221,480 – The number of detected coronavirus cases in the US (8 Dec, 2020).
86,661 – The number of detected coronavirus cases in China (total).
74,222,484 – The number of dumbfuck Republicans incapable of understanding the first two numbers.
The following was posted to an Australia-NZ statistics list. The email was from an American statistician, referring to and quoting from this article (Update: link fixed), on a Texas hospital adopting critical care guidelines. See if you can identify the problem.
A weird hint: we are not playing fair. (And, boy are people gonna be pissed.)
As we wrote in reply to a comment “There is the post, and the links to which the post refers. You can consider what ever issues you see.” So maybe list quickly, without elaboration, anything you see as an issue.

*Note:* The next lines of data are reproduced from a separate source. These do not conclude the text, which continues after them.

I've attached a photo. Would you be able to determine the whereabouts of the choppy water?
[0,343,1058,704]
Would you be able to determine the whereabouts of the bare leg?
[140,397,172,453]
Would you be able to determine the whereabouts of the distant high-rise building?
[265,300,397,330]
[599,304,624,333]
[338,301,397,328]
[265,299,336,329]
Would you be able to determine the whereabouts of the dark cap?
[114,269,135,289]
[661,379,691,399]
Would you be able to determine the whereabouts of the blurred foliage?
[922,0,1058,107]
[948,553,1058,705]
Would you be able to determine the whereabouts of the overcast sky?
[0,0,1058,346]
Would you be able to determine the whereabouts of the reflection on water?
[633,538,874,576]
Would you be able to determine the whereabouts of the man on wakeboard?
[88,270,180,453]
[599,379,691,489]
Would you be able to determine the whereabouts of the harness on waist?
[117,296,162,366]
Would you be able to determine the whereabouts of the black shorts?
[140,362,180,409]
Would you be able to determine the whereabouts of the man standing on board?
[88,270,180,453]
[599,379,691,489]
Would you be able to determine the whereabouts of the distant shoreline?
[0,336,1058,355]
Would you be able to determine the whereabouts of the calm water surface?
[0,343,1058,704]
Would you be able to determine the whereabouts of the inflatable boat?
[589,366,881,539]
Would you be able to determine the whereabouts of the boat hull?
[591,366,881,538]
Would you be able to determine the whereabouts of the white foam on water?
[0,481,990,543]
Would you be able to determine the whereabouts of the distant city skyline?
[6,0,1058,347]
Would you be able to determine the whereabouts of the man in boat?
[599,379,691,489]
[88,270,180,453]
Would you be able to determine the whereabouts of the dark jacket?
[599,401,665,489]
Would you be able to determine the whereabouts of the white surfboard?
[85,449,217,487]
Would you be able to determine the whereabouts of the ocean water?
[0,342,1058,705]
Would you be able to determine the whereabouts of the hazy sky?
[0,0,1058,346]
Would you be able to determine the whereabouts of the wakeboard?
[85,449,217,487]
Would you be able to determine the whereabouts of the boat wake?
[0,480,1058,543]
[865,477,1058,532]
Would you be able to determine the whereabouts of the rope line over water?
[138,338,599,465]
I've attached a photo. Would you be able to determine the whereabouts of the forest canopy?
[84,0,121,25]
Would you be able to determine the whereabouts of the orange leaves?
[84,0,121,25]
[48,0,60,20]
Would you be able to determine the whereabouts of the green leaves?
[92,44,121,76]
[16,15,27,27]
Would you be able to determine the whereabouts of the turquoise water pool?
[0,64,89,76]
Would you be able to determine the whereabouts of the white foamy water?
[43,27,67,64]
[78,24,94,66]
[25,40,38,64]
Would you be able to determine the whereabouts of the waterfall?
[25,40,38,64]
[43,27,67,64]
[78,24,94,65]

OK, time to end this, and so a final hint. As indicated in the comments, the “problem” is with the poster’s line “Statistics is a bitch”. We’re very, very pleased that no one has hit upon the “problem” with this line.
FINAL UPDATE (01/08)
Well, wasn’t that fun? Thanks to everyone for playing along.
As indicated above, the “problem” is with the line “Statistics is a bitch”. And what’s wrong with that line? Not a whole lot. It’s not a great line, since it can be read as treating the “statistics” as a from-nowhere reality, rather than the disastrous consequences of Republican screw-up. But no big deal.
So, why post on this as a problem? Because the stats email list to which the comment was posted thought it was a problem. A number of commenters took very serious issue with the poster’s use of the word “bitch”.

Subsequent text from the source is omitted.